Dans le passé, il avait souvent été blessé dans son orgueil, M. Péricourt n’était pas un homme facile à vivre, mais ce que Joubert avait accepté mille fois de son patron, il n’était pas disposé à le supporter d’une femme, fût-elle Madeleine Péricourt.

Était-ce la fin de sa carrière à la banque ? Il y avait pléthore de jeunes banquiers de talent qui vendraient leur âme pour servir Madeleine, d’autant qu’elle avait montré qu’elle ne détestait pas les jeunes hommes.

Et il lui faudrait trouver un autre poste. Oh, je n’aurai qu’à ouvrir mon carnet d’adresses, se disait-il, et c’était vrai, mais au mariage annulé avec la fille de son patron, il lui semblait insurmontable d’ajouter aujourd’hui un licenciement pour des raisons dont il devrait rougir.

Aussi, quelques heures plus tard, se résolut-il à prendre l’initiative pour sauvegarder les apparences.

Il rédigea sa lettre de démission.

Il opta pour une formule simple annonçant son départ prochain et précisa qu’il se tenait à la disposition du conseil d’administration et de sa présidente.

En attendant la venue du coursier, il fit quelques pas dans le bureau. Lui qui mettait à distance toutes les émotions susceptibles d’influer sur la qualité de son jugement ressentait une immense peine. Comment pourrait-il travailler ailleurs qu’ici, où il avait passé toute sa vie ? Ça lui serrait le cœur.

Le coursier était un garçon d’environ vingt-cinq ans, l’âge qu’il avait lui-même lorsqu’il était entré dans la maison.
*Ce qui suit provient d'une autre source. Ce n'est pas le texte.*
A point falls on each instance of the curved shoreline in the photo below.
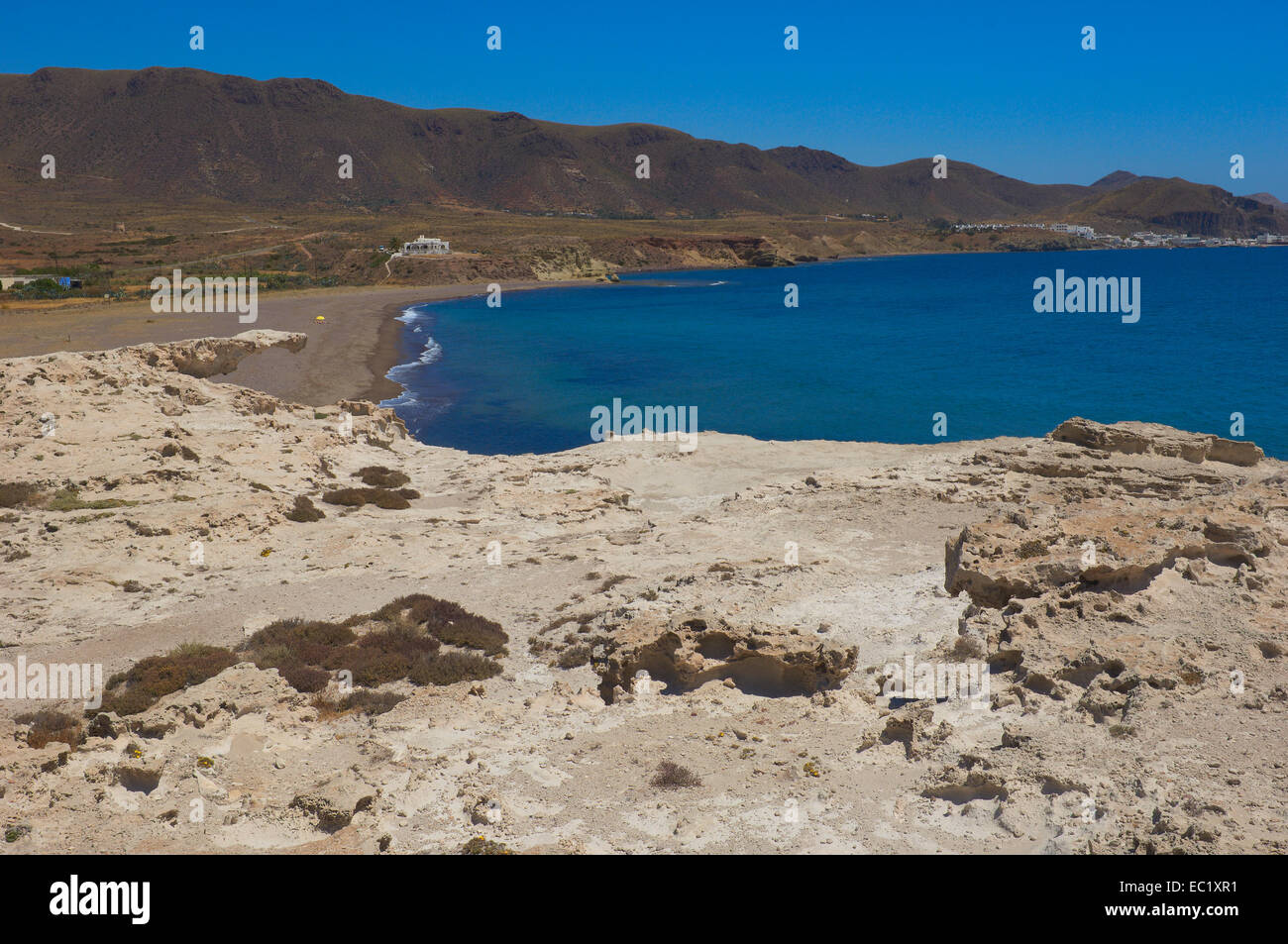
(347, 356)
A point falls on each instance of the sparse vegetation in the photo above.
(671, 776)
(18, 493)
(380, 476)
(154, 678)
(48, 726)
(483, 846)
(380, 497)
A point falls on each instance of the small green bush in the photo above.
(381, 476)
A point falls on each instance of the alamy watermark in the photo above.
(967, 682)
(54, 682)
(213, 294)
(1091, 295)
(651, 424)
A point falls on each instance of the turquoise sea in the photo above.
(872, 352)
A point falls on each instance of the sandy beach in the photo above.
(347, 356)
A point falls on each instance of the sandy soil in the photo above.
(738, 610)
(347, 356)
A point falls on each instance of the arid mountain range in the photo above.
(184, 136)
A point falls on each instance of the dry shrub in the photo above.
(156, 677)
(380, 476)
(48, 726)
(380, 497)
(18, 493)
(446, 621)
(450, 668)
(304, 510)
(674, 777)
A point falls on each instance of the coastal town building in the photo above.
(426, 246)
(8, 282)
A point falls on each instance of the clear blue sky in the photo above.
(1172, 89)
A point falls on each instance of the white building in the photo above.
(425, 246)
Que de temps et d’énergie il avait consacrés à cet établissement…

Il donna sa lettre. Le coursier lui en tendit une autre qui portait le nom de Madeleine.

Elle avait été plus rapide que lui.

Cher Gustave,

Je suis désolée de ce qui s’est passé. Un malentendu. N’en parlons plus, voulez-vous ?

Vous avez toute ma confiance.

Votre amie,

Madeleine

Gustave reprit son travail à la banque, mais animé d’une sourde colère. Au lieu de se montrer pragmatique, réaliste, Madeleine s’était conduite de manière illogique, idéaliste et, pour tout dire, sentimentale.

Demeurer à son poste était, bien sûr, un aveu de faiblesse dont Madeleine avait été le témoin, l’artisan, et resterait la principale bénéficiaire…

Mais, paradoxalement, en touchant ainsi le fond Gustave Joubert se demanda si cette dernière humiliation n’ouvrait pas une nouvelle époque de sa vie.

9

Trois mois que l’enfant était rentré de l’hôpital, il regardait toujours par la fenêtre. Cherchant désespérément à l’intéresser à quelque chose, Madeleine se dit qu’une activité cérébrale lui ferait du bien. Et ça, c’était le rayon d’André.